I have also heard they are excellent for black water fish and wild type fish (adding leaf litter makes the fish feel more comfortable similar to live plants/rocks ect)

You are supposed to place one or two in the tank and let them sink (24 hours) and leave them, let them dissolve over a large amount of time, also carbon in the filter will counteract the positive effects of the leaves.


----------



## thefishboy (Aug 20, 2010)

What are you using them with?? Yes they add tannins and you add 1 every few months or so..


----------



## luckysarah (Nov 3, 2010)

amecas 

I haven't used any yet but the breeder I got them from suggested making the tank as wild looking as possible (lots of plants, rocks ect)... I went on a hike this morning with the dogs and found a nice branch with some nice small dried oak leaves.


----------



## thefishboy (Aug 20, 2010)

Sounds good but how would make sure there are clean of parasites and things ?


----------



## luckysarah (Nov 3, 2010)

I was thinking about putting them in the freezer for a few hours...

But I have heard you can just plop them in as long as the leaves were not found on the ground and are not near a road or farm.


----------



## thefishboy (Aug 20, 2010)

I would just freeze them over night to be safe.


----------



## Byron (Mar 7, 2009)

I have oak leaves in two of my aquaria at present. From your initial post, I think you read the same article I did in December's TFH;-).

Leaves have long been used by many aquarists. Almond leaves are popular, but oak leaves are also good. I have an oak tree in my back yard, and I know nothing gets sprayed on it, so I dry the leaves by laying them out and then put them in an open bag for use as needed.

I started this for my Farlowella fry that I have been having real trouble feeding as they will only graze fresh soft algae. Still don't know how much difference this is making, but they do graze on the oak leaves.

Byron.


----------



## luckysarah (Nov 3, 2010)

Thanks Byron

I am setting up my 30 gallon for the amecas and trying to make it really natural, i think I am even going to switch from gravel to sand and add some rocks, more plants...
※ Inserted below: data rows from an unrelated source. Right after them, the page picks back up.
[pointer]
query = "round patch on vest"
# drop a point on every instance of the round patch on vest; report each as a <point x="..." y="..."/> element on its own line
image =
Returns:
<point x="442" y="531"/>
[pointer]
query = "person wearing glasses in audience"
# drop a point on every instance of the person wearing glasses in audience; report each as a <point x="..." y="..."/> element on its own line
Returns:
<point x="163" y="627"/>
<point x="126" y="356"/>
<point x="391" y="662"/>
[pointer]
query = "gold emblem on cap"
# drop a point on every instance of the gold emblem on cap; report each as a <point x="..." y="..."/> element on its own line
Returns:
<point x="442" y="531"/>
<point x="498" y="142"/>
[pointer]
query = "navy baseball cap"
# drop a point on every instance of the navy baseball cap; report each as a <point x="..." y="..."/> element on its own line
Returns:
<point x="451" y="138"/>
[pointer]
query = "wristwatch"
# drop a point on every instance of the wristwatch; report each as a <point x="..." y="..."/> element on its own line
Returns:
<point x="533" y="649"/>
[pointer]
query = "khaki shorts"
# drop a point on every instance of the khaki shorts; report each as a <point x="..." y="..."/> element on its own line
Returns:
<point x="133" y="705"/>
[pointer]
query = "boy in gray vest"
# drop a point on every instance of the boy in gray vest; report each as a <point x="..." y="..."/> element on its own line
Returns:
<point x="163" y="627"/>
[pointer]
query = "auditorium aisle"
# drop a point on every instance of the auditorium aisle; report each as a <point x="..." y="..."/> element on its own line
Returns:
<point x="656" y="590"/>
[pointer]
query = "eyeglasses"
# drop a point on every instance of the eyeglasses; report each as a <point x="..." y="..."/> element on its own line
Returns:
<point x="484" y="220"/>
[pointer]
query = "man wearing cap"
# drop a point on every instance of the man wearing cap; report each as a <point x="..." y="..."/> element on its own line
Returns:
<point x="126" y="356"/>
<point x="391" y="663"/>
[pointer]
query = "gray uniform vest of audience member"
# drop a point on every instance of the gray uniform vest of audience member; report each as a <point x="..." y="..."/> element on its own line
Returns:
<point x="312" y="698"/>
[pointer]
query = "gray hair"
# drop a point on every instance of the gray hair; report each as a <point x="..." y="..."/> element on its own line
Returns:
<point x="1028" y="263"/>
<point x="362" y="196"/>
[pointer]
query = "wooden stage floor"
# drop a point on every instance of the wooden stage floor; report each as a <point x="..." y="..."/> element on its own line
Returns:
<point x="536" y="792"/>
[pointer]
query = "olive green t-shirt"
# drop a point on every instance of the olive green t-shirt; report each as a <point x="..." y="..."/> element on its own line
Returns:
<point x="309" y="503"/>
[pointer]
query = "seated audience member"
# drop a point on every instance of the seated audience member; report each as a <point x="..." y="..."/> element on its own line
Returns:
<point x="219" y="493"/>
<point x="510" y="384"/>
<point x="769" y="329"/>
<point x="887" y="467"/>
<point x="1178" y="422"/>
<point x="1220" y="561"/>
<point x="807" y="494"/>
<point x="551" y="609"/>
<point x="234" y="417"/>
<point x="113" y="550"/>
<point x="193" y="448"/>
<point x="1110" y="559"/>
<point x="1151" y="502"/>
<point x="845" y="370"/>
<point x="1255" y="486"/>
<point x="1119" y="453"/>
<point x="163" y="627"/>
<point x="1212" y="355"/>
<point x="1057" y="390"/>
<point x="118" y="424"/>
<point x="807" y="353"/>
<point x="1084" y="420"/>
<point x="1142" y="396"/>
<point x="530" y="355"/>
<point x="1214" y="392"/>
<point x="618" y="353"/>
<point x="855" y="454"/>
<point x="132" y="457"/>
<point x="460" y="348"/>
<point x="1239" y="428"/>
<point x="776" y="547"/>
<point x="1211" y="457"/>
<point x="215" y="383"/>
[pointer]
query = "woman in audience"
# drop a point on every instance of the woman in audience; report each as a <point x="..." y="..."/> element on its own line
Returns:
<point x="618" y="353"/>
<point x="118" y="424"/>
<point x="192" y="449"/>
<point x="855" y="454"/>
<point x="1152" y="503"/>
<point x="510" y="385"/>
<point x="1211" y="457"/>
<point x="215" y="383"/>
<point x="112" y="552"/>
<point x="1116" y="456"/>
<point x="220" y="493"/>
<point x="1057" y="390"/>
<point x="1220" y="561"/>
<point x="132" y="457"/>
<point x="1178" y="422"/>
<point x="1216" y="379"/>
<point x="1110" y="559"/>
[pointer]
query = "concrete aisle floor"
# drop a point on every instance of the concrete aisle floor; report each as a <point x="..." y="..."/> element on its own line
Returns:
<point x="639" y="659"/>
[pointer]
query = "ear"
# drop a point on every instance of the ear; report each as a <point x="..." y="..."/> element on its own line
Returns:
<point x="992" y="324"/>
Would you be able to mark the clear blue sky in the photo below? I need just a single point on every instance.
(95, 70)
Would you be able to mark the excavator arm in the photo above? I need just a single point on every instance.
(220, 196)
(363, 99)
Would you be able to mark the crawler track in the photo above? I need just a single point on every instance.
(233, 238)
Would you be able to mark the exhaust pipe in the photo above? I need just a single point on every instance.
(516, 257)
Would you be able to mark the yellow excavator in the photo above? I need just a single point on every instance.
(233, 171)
I thought the oak leaves would not only add to the natural appeal for the fish but also to the look of the aquarium. 

Anyways I am going to hold onto them until everything is ready and the fish are acclimated to the new home and then do some experimenting... from what I have read and listening to other comments it seems you can't really do any harm with them as long as they are chemical free and you don't add too many at a time (can lower ph)


----------



## Mikaila31 (Dec 18, 2008)

Pick them off the ground and put in tank. Really no specific numbers IMO.


----------